The Chief Minister of Himachal Pradesh, Mr Virbhadra Singh, graced the second day of His Holiness the Dalai Lama's 80th birthday celebration organised by the Domey Association.
Extending his heartiest birthday wishes, the chief minister said, "I join with you all to wish a happy long life to His Holiness the Dalai Lama, who leads not only the Tibetan people but humanity at large. His Holiness the Dalai Lama has not only been the leader of Tibet but also a teacher of peace, tranquility, brotherhood and goodwill among all the nations, for which he is recognised by the world community."
"We are very happy that His Holiness the Dalai Lama and his government in exile are situated at Dharamshala in my state of Himachal Pradesh. We adore him and he is a leading example of tranquility and struggle and also of high thinking even under adverse conditions", he added.
Mr Edward John, a prominent First Nations Canadian political leader, reminisced His Holiness's recent visit to Australia where he met with a group of indigenous people and talked about their culture and language and the importance of keeping these in the family of humanity. He added, "I want to say thank you from the bottom of my heart, for our children, grandchildren and over 370 million indigenous people across the world, how important the message is from you".
In his address, His Holiness the Dalai Lama expressed deep concern over the plight of indigenous peoples in various countries. He said that the aboriginals must be educated so that they can adapt the ways of the modern world.
Speaking on the preservation of one's culture and tradition, His Holiness lay emphasis on the importance of a script to preserving one's culture and tradition. "As a Tibetan I am thankful and proud of my ancestors for having a very rich Tibetan script and language," he remarked.
His Holiness recalled his conversation with a black native who seemed emotionally and mentally cowed. His Holiness expressed his sadness at the man's belief that the brain of a black man is less abled than the brain of a white man. Referring to the inferiority complex that aboriginals seem to possess, His Holiness commented on the discrimination Tibetans face at the hands of the Chinese. "Had the Tibetans not curbed by limited opportunity, they would have been par with the Chinese people", His Holiness said. "The 21st century is the century of equality where one doesn't need to be submissive."
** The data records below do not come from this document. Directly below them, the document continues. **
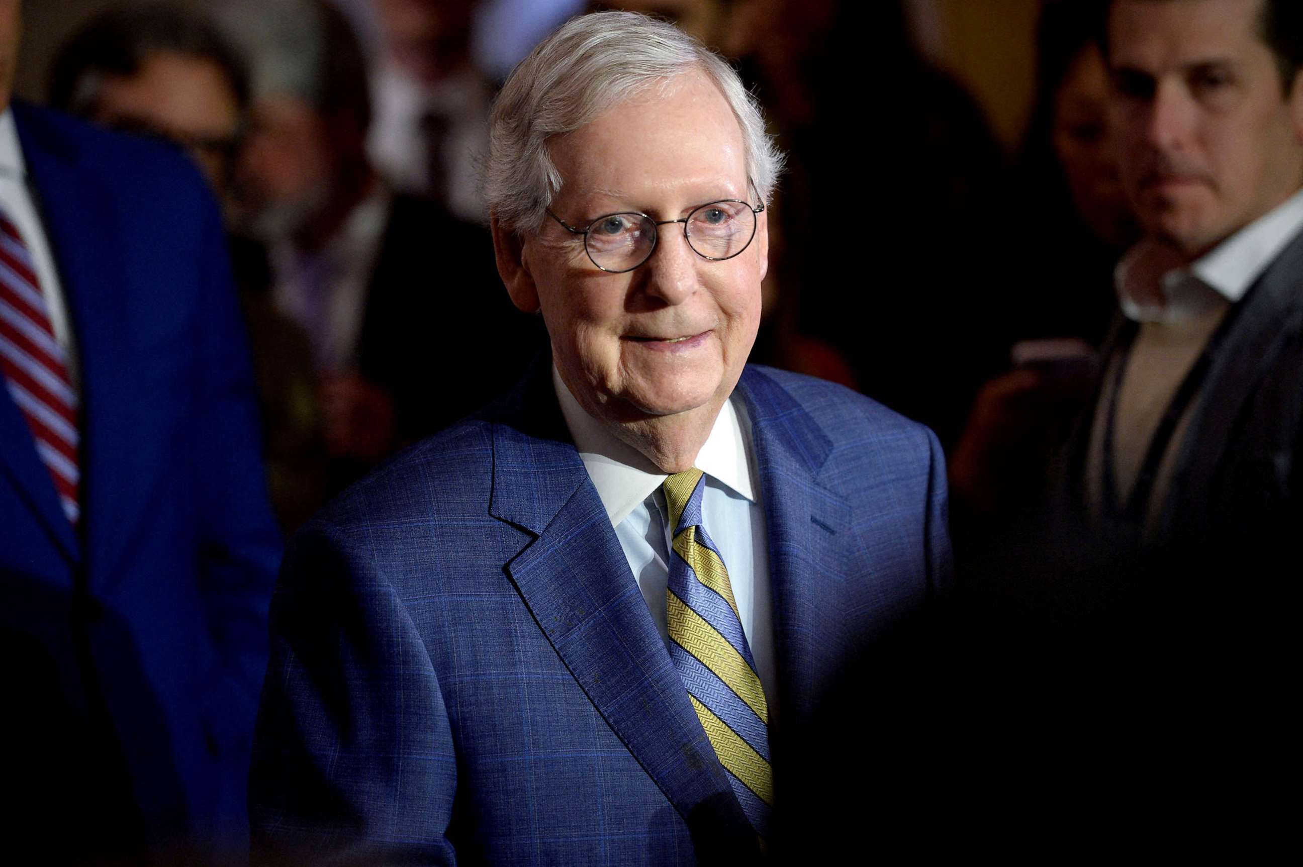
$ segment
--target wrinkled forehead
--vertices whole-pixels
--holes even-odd
[[[631,185],[728,186],[747,193],[741,125],[715,83],[700,72],[654,82],[547,142],[569,191],[629,191]]]
[[[1269,56],[1263,0],[1117,0],[1109,13],[1109,66],[1151,73]]]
His Holiness further talked about the need to imbibe a sense of unity and interdependence. He said that "self-centeredness'' is the root cause of all the troubles in the world. "Due to the self-centered attitude, the world never ceases to create problems. We live in a community where we cannot stay isolated, thus we have to be dependent on others. Our happiness depends on how healthy our humanity is."
Sharing his thoughts on universal happiness, he said that the real nature of human kind is that of love and compassion, since the Creator himself is an embodiment of these virtues. He further added that, love and compassion are innate in every human being because since it's a derivative of the love begotten from our mothers.